If you like the idea of Belle and Sebastian’s Stuart Murdoch writing a rock operetta for a band comprised of three female vocalists in an effort to replicate the sound of 1950s girl groups, with lush orchestration provided by members of Belle and Sebastian—in other words, if you already have an uncritical affinity for the Belle and Sebastian sound, and are comfortable with that same sound frosted with an additional layer of pink icing, and are ready to lie back, eyes closed, in the bubblegum bubblebath of sweet naivete with enough musical complexity to distract you from your mortgage payments but not so much that you have to furrow your brow in jazz anxiety, then this is for you. But if you are that person, then you already knew that.

Warning: this is not punk rock.

Those Darlins

Wickid country. But not at all what I thought it would be. It’s rocking, youthful, and fun, and the voices of Nikki, Jessi, and Kelley Darlin sound less like Dolly Parton than they do the Chipmunks. In other words, country music is a departure point for this band, not a destination. Like the Avett Brothers, they have taken a uniquely and tritely American musical genre and morphed it into something kind of disarming, weird, and spastic—in a word, expressive. Heck, y’all, I don’t much cotton to country, or even western, but I dig this disc. There is no doubt that these three ladies could kick the tar out of Catherine, Brittany, and Dina from God Help the Girl. DUI or die!
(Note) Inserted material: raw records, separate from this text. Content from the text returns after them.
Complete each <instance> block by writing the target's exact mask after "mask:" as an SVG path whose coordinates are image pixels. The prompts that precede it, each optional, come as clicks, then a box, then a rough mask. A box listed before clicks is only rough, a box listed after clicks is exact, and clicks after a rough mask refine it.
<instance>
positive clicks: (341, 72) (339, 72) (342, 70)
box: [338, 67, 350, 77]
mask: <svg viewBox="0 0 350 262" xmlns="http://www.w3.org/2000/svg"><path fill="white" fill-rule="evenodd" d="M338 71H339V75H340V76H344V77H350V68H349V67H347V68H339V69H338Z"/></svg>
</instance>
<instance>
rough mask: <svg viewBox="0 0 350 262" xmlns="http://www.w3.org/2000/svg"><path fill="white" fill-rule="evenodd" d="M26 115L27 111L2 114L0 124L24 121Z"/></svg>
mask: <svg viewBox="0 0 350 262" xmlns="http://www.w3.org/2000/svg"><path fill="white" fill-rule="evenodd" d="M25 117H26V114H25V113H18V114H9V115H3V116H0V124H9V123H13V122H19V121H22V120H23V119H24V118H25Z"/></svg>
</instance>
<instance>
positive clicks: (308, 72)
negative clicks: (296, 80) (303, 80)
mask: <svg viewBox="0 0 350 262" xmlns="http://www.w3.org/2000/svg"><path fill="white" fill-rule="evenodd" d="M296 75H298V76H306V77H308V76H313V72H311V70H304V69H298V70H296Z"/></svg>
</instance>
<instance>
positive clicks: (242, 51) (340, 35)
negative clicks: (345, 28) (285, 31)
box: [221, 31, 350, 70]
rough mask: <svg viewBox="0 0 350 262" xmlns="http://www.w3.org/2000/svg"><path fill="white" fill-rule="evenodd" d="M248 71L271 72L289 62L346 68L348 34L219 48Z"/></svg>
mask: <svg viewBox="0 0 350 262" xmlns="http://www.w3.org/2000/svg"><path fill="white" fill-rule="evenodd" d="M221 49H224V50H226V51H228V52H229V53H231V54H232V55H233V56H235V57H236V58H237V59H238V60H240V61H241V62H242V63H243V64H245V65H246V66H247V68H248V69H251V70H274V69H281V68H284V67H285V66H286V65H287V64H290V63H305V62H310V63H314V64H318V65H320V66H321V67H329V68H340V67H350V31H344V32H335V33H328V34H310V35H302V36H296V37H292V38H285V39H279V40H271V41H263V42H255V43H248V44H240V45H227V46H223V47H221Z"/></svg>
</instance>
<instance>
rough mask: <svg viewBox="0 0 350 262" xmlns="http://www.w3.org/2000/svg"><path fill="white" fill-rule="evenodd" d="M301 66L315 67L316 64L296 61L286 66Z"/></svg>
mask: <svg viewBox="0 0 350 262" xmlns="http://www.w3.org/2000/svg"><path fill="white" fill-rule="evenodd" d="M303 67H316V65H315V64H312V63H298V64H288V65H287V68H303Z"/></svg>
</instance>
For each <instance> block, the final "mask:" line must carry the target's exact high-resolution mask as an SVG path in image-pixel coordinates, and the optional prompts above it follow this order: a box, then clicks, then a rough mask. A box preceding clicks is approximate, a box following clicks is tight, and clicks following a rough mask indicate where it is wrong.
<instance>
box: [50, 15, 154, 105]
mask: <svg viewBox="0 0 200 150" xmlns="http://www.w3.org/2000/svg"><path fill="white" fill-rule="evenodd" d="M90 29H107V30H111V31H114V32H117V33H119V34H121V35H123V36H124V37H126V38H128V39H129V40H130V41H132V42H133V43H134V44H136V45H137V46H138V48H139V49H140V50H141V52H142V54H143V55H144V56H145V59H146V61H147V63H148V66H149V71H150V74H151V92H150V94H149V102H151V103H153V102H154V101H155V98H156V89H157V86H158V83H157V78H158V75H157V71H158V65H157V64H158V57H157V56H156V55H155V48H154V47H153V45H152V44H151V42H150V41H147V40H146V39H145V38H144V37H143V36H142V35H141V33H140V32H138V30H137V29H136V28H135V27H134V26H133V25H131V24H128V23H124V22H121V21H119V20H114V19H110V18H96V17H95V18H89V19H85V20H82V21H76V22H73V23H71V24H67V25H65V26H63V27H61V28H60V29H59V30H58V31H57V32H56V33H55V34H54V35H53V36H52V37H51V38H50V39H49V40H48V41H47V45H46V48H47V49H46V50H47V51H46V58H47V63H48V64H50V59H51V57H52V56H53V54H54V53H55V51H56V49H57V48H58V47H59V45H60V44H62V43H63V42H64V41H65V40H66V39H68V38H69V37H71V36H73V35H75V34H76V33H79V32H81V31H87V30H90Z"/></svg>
Paul Kotheimer: Familiar E.P.

The new EP by local musical Swiss army knife Paul Kotheimer takes a turn for the personal away from his recent turn to the political that followed his turn to the fictional. Though enough fragments of his earlier directions are here to satisfy those of us who have followed his development, a development it is. He confesses to stealing a satchel of money from the Bagdad green zone, fails to kill a spider in the shower, and delivers a sad lecture on modernist poet Louis Zukovsky. There is some exciting trumpet playing by David Tcheng, appropriate use of an eighties Juno synthesizer, and—don’t you know—precise acoustic guitar and a cover of a Rich Krueger song, without which no Kotheimer production would be complete. At the center of all this is Paul’s pitch-perfect pipes exhibiting a crafty control of dynamics, timbre, emotion, and the secret weapon that makes him stand out from his peers: notes. The latest chapter in Paul’s canon would also serve as an excellent introduction to newcomers. It’s available in a limited-edition CD pressing. And (hint) the EP is just the right length to put on while washing dishes: it ends in time to let the worst pots and pans “soak.”